A vivência da depressão é frequentemente descrita como um véu cinzento que recobre o mundo, uma perda do brilho vital, onde o futuro parece incerto e o presente, pesado. Quando a vida parece perder o sentido e a capacidade de desejar se esvai, a questão que se impõe é premente: como investigar as raízes dessa dor e resgatar a potência de desejar?
A psicanálise nos oferece uma escuta particular para a dor depressiva. Freud, em “Luto e Melancolia” (1917), diferencia o luto, reação a uma perda real, da melancolia, onde o que se perde é muitas vezes enigmático, e a sombra do objeto perdido recai sobre o ego, resultando em auto-recriminação e um profundo empobrecimento do eu.
Lacan, por sua vez, não se deteve longamente na “depressão” como categoria nosográfica, mas suas elaborações sobre a tristeza, o desejo e a ética da psicanálise são cruciais. Em seu Seminário, livro 7: A Ética da Psicanálise (1959-1960), Lacan faz uma afirmação provocadora e complexa ao situar a tristeza como uma “covardia moral”. Esta não deve ser entendida como um julgamento simplista, mas como uma indicação de que a tristeza pode advir de um recuo do sujeito diante do seu próprio desejo, uma dificuldade em bancar as consequências de desejá-lo e de fazer-lhe lugar em sua vida. Ceder de seu desejo, para Lacan, tem implicações éticas e pode se manifestar como essa “dor de existir”, esse apagamento do colorido da vida.
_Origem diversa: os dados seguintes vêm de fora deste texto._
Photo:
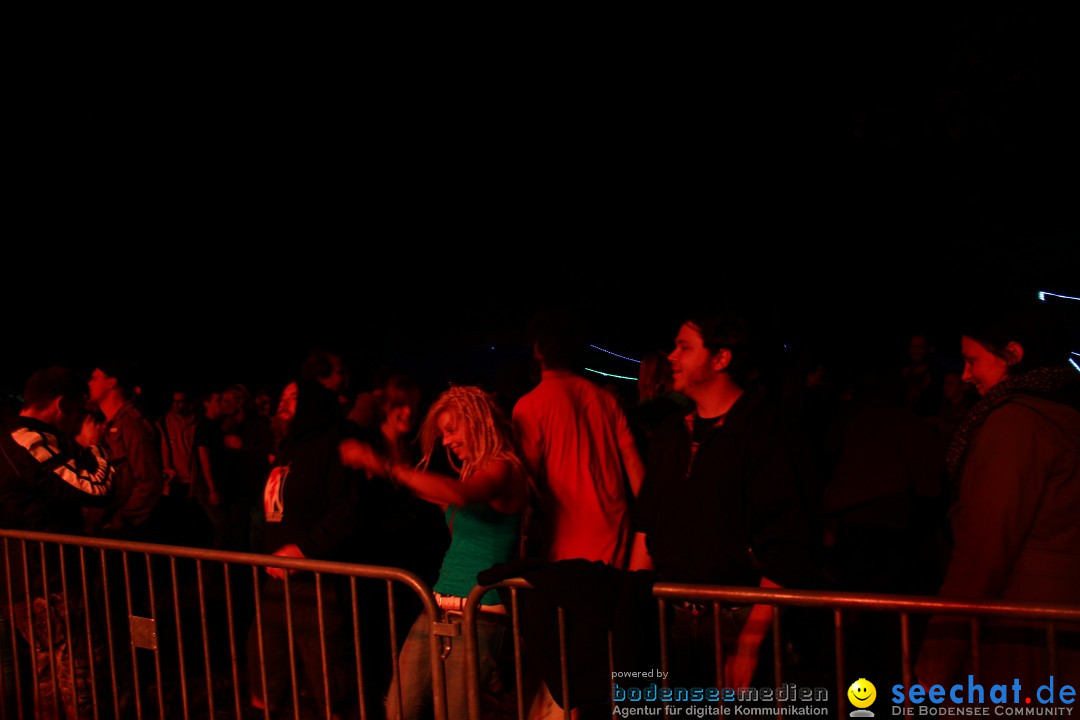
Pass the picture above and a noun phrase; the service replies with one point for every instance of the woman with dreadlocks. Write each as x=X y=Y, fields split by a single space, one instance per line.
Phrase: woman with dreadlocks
x=483 y=510
x=1015 y=464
A depressão, ou a profunda tristeza que a acompanha, pode então ser lida como o testemunho de uma desconexão radical com o que anima o sujeito, com aquilo que o coloca em movimento – seu desejo. O “esmorecimento do desejo” não significa sua aniquilação, mas talvez seu encobrimento, sua alienação em ideais esmagadores, ou sua paralisia diante de uma perda que não pôde ser simbolizada, deixando o sujeito à deriva, sem as coordenadas do seu querer.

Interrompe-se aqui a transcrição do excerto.